What: Youth Lit Fest

Presenters: Caldecott Medal winner Matthew Cordell, Newbery Honor winner Jason Reynolds (via Skype), Katherine Roy, Dan Gemeinhart, Fonda Lee, Catherine Alene, Amber Keyser and Jaime Wong.

When: 9 a.m. to 5 p.m. Saturday

Where: Summit High School, 2855 NW Clearwater Drive, Bend

Cost: Free, registration required

Contact: deschuteslibrary.org/ylf or 541-617-7099

Matthew Cordell reached a pinnacle of the children’s literature world in January 2018 when he won the American Library Association’s Randolph Caldecott Medal for his book, “Wolf in the Snow.” By then, Cordell had been a successful children’s book author and illustrator for 14 years. But children’s picture books weren’t where he originally envisioned using his artistic talents.

Cordell will discuss “Wolf in the Snow,” his artistic process and what it was like to win the Caldecott Medal during the Youth Lit Fest Saturday in Bend. He is one of seven acclaimed authors of children’s and teen literature, plus a children’s publishing industry insider, who will take part in the Deschutes Public Library event.

In the early 2000s, Cordell was a hipster in his mid-20s, living in Chicago, working as a graphic designer and creating zines (independently produced and printed mini-magazines) in his free time. When his wife, Julie Halpern — also an artist and a librarian — suggested they use their combined talents to write a children’s book, Cordell was hesitant at first.

“I hadn’t looked at a children’s book in years — since I was a kid — so I wasn’t sure it would be cool,” Cordell said. “Julie started bringing me home some of the newer children’s books and I was really impressed by what I was seeing.”

Cordell realized he’d been harboring a common type of snobbery toward children’s books, presuming they were the corny or lesson-laden tomes he recalled from his own childhood. He also assumed it would be relatively easy to write a children’s book and get it published.

“I thought, ‘How much artistic integrity can come from that?’” Cordell said. “But then I discovered it’s incredibly difficult to limit yourself and say something important with a small amount of words and present it poetically or humorously or whatever the case may be. It’s also hard to say something new. There are so many cliches and so many things that have already been done. It’s a struggle to say something fresh and still be sellable or profitable.”

After being rejected by 19 publishers, that first book, “Toby and the Snowflakes,” was published in 2004. Cordell has gone on to write and illustrate seven more books and illustrate 33 books for other writers, earning numerous accolades and awards for his work.

Most of Cordell’s original illustrations are created as pen and ink drawings that are then colored with watercolors.
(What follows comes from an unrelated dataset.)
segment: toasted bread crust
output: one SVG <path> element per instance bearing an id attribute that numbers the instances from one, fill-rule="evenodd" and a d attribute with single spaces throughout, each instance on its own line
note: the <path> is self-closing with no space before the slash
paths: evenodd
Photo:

He has also created some of his art digitally and in pencil. He usually tries to develop a story as the framework for his books before he attempts to draw anything. “Wolf in the Snow,” however, evolved from a drawing Cordell created that didn’t initially have an accompanying tale. Something in that picture spoke to him, and he felt it needed a story. He spent around a year experimenting with a narrative and reworking the structure until he completed the book.
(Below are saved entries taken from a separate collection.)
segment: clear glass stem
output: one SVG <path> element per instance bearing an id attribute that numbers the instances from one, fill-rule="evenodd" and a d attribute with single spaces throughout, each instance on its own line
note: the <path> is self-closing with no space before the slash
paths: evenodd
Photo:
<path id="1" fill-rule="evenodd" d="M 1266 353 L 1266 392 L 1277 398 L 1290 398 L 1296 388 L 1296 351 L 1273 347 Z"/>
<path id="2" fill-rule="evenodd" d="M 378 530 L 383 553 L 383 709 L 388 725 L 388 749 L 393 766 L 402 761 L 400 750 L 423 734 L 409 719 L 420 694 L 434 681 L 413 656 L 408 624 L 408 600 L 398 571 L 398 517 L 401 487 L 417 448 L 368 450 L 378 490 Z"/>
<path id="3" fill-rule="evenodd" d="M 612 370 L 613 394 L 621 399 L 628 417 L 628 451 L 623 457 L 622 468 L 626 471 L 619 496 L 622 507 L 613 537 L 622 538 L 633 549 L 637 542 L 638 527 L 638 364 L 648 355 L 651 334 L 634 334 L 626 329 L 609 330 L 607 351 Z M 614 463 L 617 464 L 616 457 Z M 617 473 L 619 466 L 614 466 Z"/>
“Wolf in the Snow” is a nearly wordless picture book about a human girl and a wolf pup caught in a blizzard. The girl saves the wolf pup and then the pup and its grateful pack save the girl.

“It actually started out as traditionally written text,” Cordell said. “But because of the story — these two characters being isolated in nature — there wouldn’t be any dialogue between them. With the pictures I could show the expressions of the animals and the people and eventually it just made more sense to take out the text altogether.”

Cordell had never tried to create a wordless picture book before and knew he was taking a risk that might not be well received. But with this story, he felt removing the words and having the reader sit with and interpret his images created more intense, dramatic moments.

The impact of “Wolf in the Snow” on its young readers, but also on adult readers, reviewers and the Caldecott judges, highlights another challenging aspect of children’s literature that Cordell feels is underappreciated.

“The main audience is children, but there’s a whole other side to this audience we’re speaking to as well,” Cordell said. “The adults who have to buy the books and read them to the children — the parents, educators and librarians — these people have to be impressed too. Otherwise they’re not going to want to read this book once, much less two or three times to children. You have to satisfy an adult mindset as well as the youngest mindset. People don’t really think about that.”

Cordell’s latest book, “Hope,” was released in February. He is currently working on his first nonfiction project: a picture book biography called “Hello Neighbor!” about the beloved children’s entertainer Fred Rogers. It is due to be released in August 2020.